Terracing is a regular agricultural practice in Lesotho. Crops are grown on planes that have been cut into a series resembling steps in the side of hills and mountains. Terracing works to help prevent soil erosion. The mountainous terrain means that only 10% of the land can be cultivated. Despite this, Lesotho’s economy is largely dependent on agriculture. Agricultural crop production activities in the highlands of Lesotho are mainly under smallholder rainfed systems which are characterized by very limited input use and heavy reliance on maize production. Lesotho’s primary crops are corn (maize), beans, wheat, sorghum, and peas. Maize (accounts for 60% of the cropped area), sorghum (10% to 20%), wheat (10%) and beans (about 6%). The most common production system in the country is the wheat-maize mono-cropping system, which despite its prevalence is unsustainable and insufficient to feed the country’s population. Home gardening is also an important source of horticultural produce, with an estimated 70 percent of rural households producing vegetables. Most home gardens are rainfed, supplemented with irrigation from household and/or community domestic water supplies. The produce from home gardens is mainly for self-consumption, with limited quantities for the local markets.
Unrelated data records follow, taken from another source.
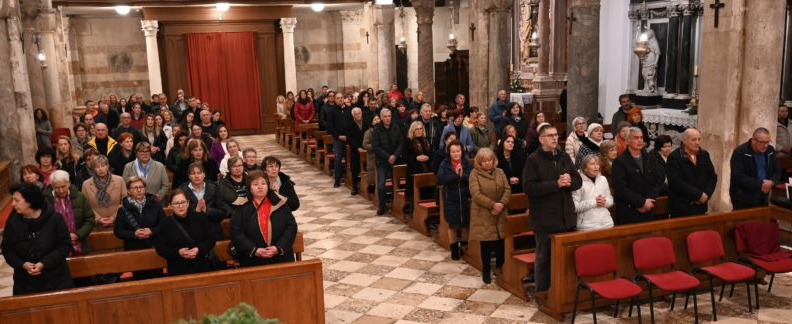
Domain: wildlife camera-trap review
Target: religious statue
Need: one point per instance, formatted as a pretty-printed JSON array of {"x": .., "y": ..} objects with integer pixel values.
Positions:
[{"x": 649, "y": 63}]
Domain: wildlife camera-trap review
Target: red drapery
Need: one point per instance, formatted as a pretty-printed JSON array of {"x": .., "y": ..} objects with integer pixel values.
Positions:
[{"x": 222, "y": 70}]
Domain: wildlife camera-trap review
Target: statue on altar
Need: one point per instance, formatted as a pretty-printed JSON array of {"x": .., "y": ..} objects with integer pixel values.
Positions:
[{"x": 649, "y": 65}]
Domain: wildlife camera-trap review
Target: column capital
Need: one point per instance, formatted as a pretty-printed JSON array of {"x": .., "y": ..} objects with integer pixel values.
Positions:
[
  {"x": 150, "y": 27},
  {"x": 288, "y": 24}
]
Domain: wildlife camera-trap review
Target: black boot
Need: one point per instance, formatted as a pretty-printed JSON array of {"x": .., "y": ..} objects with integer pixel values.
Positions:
[{"x": 455, "y": 251}]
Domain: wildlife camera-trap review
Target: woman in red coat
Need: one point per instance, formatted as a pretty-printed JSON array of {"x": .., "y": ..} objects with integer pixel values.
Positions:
[{"x": 303, "y": 108}]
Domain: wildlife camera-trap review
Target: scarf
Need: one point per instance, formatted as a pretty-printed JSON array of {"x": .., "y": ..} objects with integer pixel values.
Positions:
[
  {"x": 139, "y": 204},
  {"x": 63, "y": 206},
  {"x": 263, "y": 212},
  {"x": 101, "y": 190}
]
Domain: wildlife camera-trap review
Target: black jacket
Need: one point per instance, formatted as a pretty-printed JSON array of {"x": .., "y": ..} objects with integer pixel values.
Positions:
[
  {"x": 246, "y": 235},
  {"x": 552, "y": 208},
  {"x": 171, "y": 239},
  {"x": 632, "y": 186},
  {"x": 686, "y": 182},
  {"x": 46, "y": 240},
  {"x": 745, "y": 187},
  {"x": 386, "y": 142},
  {"x": 216, "y": 209},
  {"x": 152, "y": 216}
]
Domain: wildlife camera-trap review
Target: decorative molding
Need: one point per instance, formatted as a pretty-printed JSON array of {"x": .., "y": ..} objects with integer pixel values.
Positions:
[{"x": 288, "y": 24}]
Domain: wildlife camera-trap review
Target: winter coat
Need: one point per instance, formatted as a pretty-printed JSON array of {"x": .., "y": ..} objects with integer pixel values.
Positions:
[
  {"x": 45, "y": 239},
  {"x": 486, "y": 189},
  {"x": 171, "y": 239},
  {"x": 686, "y": 182},
  {"x": 151, "y": 218},
  {"x": 463, "y": 137},
  {"x": 552, "y": 208},
  {"x": 745, "y": 187},
  {"x": 632, "y": 186},
  {"x": 246, "y": 233},
  {"x": 456, "y": 198},
  {"x": 157, "y": 182},
  {"x": 84, "y": 218},
  {"x": 589, "y": 215},
  {"x": 386, "y": 142},
  {"x": 481, "y": 138}
]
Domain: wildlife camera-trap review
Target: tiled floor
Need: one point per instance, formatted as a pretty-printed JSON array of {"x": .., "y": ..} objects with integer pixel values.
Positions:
[{"x": 378, "y": 270}]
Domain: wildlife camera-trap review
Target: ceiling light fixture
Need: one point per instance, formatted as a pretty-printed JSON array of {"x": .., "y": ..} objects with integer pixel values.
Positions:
[
  {"x": 317, "y": 6},
  {"x": 123, "y": 10},
  {"x": 222, "y": 6}
]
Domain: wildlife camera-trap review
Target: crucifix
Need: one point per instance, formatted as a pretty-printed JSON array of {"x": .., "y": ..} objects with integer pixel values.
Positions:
[{"x": 717, "y": 6}]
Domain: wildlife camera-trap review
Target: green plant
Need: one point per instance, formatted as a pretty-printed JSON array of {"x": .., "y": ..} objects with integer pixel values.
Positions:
[{"x": 240, "y": 314}]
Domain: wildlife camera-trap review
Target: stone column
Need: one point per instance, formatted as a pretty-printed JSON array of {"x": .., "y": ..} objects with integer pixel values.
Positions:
[
  {"x": 583, "y": 86},
  {"x": 150, "y": 29},
  {"x": 673, "y": 53},
  {"x": 499, "y": 12},
  {"x": 739, "y": 77},
  {"x": 685, "y": 50},
  {"x": 289, "y": 62},
  {"x": 386, "y": 45},
  {"x": 60, "y": 115},
  {"x": 424, "y": 12}
]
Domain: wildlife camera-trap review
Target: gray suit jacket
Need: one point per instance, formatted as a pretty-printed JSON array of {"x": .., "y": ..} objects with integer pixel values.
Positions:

Livestock production in Lesotho
The main types of livestock reared are sheep and goats, as well as cattle, with a minimum livestock ownership per household ranging from around 30 to more than 300. Sheep and goats are key for the production of wool and mohair. Wool and mohair form an integral part of the economy, supporting approximately 50 percent of the rural households particularly in the mountain districts. Cattle on the other hand is mainly subsistence for household use such as draught power, milk, fuel (dung) and meat. Animals such as donkeys and horses play a major role in crop production since they are used for ploughing and transporting produce to markets. The short cycle stock (chicken and pigs), especially kept by women contribute significantly to household food security. Rearing of small ruminants and poultry under intensive management systems is common in the urban areas. Cattle are reared under an extensive system for subsistence milk and meat production. However, beef production is limited and the country relies heavily on beef imports from neighbouring South Africa.
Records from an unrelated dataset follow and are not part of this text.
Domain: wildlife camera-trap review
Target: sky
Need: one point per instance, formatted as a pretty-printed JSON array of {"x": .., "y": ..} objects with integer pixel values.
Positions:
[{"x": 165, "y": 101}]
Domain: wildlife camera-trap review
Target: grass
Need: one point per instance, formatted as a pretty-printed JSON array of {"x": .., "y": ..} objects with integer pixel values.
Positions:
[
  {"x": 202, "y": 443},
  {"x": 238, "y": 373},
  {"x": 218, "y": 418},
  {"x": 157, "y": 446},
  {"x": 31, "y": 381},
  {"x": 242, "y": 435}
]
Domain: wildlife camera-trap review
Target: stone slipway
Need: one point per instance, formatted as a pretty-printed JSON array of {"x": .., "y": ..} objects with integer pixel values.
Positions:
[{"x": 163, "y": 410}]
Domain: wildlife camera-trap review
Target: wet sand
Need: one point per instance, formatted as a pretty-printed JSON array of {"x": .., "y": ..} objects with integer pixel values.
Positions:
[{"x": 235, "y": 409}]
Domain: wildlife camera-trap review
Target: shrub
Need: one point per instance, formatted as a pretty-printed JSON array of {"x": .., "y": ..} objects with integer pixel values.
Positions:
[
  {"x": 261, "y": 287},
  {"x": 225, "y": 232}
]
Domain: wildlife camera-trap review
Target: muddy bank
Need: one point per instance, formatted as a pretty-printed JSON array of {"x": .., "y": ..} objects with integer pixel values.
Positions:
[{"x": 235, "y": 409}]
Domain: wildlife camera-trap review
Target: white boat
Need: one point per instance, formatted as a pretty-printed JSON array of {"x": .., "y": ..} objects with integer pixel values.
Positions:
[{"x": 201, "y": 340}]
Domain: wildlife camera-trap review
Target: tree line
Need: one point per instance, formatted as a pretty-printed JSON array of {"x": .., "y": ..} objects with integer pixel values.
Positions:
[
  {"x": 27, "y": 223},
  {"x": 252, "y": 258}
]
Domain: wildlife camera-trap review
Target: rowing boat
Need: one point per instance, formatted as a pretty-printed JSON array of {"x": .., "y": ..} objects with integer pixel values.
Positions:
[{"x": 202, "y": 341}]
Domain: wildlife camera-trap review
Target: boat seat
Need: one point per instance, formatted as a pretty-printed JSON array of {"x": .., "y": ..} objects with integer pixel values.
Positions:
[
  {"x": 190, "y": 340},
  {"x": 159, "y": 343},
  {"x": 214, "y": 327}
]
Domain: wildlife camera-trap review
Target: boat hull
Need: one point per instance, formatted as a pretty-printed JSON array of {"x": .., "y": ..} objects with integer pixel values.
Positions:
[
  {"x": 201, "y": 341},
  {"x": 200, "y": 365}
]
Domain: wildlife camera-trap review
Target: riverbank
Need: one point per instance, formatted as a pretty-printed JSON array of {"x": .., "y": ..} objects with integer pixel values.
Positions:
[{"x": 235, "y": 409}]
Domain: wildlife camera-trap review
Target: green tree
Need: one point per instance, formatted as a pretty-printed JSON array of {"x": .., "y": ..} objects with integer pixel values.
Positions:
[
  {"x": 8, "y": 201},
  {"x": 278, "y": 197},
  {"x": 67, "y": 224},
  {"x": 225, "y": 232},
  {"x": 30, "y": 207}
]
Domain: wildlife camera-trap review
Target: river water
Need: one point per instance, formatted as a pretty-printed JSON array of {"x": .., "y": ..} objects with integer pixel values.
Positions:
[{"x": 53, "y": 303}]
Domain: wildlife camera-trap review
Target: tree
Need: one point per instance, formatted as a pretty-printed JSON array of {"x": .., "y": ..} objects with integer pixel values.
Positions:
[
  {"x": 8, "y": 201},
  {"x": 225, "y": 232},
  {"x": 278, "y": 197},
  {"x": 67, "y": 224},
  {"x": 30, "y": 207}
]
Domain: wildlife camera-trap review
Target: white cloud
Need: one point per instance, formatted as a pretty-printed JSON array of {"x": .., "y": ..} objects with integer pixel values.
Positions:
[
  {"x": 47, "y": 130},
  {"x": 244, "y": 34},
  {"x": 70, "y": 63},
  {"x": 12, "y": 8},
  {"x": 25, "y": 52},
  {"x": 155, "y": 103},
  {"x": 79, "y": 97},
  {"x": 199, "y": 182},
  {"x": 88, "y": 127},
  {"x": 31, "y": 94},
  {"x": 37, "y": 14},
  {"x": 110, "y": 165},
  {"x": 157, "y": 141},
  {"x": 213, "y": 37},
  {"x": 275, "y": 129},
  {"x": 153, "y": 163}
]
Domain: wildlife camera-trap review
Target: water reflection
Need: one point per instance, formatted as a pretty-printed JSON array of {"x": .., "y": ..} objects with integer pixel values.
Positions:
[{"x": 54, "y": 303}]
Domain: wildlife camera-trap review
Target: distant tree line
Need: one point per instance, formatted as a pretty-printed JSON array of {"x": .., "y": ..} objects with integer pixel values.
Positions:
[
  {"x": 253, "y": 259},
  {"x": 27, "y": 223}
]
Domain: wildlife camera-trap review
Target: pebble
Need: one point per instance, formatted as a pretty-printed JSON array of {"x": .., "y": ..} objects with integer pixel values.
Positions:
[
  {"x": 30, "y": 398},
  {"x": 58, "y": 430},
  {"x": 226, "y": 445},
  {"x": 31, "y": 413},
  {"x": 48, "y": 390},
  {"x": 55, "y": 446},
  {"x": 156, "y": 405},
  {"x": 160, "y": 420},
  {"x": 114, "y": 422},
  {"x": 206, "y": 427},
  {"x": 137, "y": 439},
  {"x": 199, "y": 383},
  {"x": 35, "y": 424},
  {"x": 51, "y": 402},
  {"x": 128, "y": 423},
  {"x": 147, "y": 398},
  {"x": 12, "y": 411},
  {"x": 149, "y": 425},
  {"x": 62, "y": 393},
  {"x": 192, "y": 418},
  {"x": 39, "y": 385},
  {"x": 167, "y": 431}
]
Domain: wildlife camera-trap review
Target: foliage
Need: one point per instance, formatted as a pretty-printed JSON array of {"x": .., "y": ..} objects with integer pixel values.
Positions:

Forestry industry in Lesotho
Lesotho is heavily deforested with forests now covering just 1.5% of the country’s land area.
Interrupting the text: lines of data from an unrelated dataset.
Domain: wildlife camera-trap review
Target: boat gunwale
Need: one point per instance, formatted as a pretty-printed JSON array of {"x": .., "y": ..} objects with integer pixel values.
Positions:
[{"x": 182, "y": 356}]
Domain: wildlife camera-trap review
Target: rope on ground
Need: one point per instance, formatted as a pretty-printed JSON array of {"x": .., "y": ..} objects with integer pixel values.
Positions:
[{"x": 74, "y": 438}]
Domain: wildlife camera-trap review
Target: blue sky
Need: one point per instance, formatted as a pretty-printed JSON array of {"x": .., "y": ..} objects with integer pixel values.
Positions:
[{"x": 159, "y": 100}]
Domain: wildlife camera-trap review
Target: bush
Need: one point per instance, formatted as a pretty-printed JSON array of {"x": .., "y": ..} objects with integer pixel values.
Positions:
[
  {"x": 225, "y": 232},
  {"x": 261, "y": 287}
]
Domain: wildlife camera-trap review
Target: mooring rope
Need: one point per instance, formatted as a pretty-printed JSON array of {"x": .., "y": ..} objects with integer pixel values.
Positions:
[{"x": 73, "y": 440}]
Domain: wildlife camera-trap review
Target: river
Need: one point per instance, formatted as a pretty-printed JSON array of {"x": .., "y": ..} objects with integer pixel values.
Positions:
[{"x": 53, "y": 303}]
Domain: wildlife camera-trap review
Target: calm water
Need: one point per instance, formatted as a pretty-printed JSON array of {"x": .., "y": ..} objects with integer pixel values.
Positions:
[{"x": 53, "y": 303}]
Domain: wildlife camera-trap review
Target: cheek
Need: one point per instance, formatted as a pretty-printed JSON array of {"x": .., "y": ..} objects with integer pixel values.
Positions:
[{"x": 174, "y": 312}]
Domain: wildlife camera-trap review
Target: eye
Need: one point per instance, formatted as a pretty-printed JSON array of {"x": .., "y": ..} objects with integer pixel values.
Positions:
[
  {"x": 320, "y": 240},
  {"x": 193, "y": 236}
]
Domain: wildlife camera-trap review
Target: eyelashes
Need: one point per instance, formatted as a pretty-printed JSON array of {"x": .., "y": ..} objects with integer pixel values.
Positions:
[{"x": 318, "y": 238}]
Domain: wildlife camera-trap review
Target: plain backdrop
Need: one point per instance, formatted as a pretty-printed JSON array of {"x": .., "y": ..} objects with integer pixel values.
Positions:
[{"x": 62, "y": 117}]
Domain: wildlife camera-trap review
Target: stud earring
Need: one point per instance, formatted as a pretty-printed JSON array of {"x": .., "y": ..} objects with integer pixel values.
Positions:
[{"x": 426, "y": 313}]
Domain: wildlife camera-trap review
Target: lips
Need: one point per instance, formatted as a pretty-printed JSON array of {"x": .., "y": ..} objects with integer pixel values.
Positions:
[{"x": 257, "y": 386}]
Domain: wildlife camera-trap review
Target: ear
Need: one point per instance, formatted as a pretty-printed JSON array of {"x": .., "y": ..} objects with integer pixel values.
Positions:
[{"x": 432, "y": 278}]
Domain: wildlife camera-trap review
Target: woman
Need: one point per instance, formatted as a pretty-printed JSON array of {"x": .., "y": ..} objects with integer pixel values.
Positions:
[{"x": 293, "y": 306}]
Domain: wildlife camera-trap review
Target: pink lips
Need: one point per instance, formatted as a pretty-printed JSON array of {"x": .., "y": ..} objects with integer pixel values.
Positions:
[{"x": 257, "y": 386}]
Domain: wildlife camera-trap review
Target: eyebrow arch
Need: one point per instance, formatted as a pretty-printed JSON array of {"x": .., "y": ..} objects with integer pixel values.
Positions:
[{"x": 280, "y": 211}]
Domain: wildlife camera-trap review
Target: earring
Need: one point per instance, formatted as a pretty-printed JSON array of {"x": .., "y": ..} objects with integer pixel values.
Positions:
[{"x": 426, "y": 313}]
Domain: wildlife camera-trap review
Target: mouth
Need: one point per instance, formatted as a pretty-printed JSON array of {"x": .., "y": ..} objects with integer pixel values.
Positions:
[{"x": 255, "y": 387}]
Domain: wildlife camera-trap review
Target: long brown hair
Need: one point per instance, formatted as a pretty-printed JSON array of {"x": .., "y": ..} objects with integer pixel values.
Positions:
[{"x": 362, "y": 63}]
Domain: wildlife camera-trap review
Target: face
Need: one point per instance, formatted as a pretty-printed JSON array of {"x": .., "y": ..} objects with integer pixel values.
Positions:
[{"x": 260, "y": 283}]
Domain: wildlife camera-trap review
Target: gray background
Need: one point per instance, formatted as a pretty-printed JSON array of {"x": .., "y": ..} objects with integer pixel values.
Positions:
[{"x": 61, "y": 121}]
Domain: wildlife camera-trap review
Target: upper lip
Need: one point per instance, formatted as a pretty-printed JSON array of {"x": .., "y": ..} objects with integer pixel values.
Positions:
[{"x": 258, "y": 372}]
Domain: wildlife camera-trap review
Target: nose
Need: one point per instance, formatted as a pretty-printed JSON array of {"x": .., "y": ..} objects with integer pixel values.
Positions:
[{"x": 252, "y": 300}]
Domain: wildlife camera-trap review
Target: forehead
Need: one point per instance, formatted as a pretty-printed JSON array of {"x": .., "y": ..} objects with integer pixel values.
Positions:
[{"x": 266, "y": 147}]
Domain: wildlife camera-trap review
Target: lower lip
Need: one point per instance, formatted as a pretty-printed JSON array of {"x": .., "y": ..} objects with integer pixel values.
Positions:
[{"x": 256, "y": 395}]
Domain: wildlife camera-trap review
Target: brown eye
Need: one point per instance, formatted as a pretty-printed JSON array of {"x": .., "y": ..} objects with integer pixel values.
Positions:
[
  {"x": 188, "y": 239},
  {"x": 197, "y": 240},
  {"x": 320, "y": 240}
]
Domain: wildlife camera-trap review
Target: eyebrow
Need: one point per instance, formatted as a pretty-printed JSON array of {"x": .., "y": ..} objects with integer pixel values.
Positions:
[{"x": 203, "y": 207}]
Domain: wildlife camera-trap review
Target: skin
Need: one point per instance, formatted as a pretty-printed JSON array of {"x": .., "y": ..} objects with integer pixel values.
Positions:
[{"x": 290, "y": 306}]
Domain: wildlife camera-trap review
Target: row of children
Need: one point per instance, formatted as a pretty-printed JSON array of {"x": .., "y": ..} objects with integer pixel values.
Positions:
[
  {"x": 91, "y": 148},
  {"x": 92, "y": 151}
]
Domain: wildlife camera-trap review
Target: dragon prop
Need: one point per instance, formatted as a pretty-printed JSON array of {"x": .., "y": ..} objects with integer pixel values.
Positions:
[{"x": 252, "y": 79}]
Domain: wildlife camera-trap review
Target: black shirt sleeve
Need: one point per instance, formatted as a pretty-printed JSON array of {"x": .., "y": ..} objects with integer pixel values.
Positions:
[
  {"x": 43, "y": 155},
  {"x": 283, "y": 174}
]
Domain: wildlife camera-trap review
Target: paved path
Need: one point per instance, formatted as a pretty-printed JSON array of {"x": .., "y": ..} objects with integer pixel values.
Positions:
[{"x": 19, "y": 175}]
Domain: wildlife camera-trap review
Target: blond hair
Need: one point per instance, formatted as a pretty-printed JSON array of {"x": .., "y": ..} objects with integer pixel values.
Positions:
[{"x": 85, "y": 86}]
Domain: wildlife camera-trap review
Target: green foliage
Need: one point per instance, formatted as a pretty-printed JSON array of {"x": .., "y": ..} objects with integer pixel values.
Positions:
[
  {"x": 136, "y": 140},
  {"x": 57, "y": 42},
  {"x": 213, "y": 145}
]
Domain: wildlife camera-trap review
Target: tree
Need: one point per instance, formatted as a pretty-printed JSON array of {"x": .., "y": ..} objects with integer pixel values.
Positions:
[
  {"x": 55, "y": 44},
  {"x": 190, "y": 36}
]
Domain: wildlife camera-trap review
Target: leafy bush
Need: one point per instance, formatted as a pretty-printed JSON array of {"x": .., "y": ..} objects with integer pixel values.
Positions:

Lesotho's water resources are mainly in the form of rivers. There are, however, a few medium-sized reservoirs, although the largest, Katse reservoir, is only 36 km2. The rivers form part of the Senqu (Orange) river system, the largest system south of the Zambezi. There are basically three river subsystems in Lesotho. These are the Senqu (Orange), Makhaleng and Mohokare (Caledon). The total length of these rivers and their main tributaries is about 2 160 km.
Fish industry in Lesotho
The diversity of fish species in Lesotho is very limited, consisting of only 17 species. Nine of these are indigenous and eight are exotic. The indigenous species with potential for development of capture fisheries are: small mouth yellowfish (Barbus aeneus), large mouth yellowfish (Barbus kimberleyensis), Orange river labeo or mudfish (Labeo capensis), mud mullet or moggel (Labeo umbratus) and sharp tooth [North African] catfish (Clarias gariepinus). Fish farming plays a very important role in the development of the fisheries sector in Lesotho. It is in fact the most economically viable fisheries development, with potential for further development. This is particularly true for the newly impounded Lesotho Highlands Water Project (LHWP) reservoirs, as previously the country had limited resources suitable for the development of sizeable capture fisheries.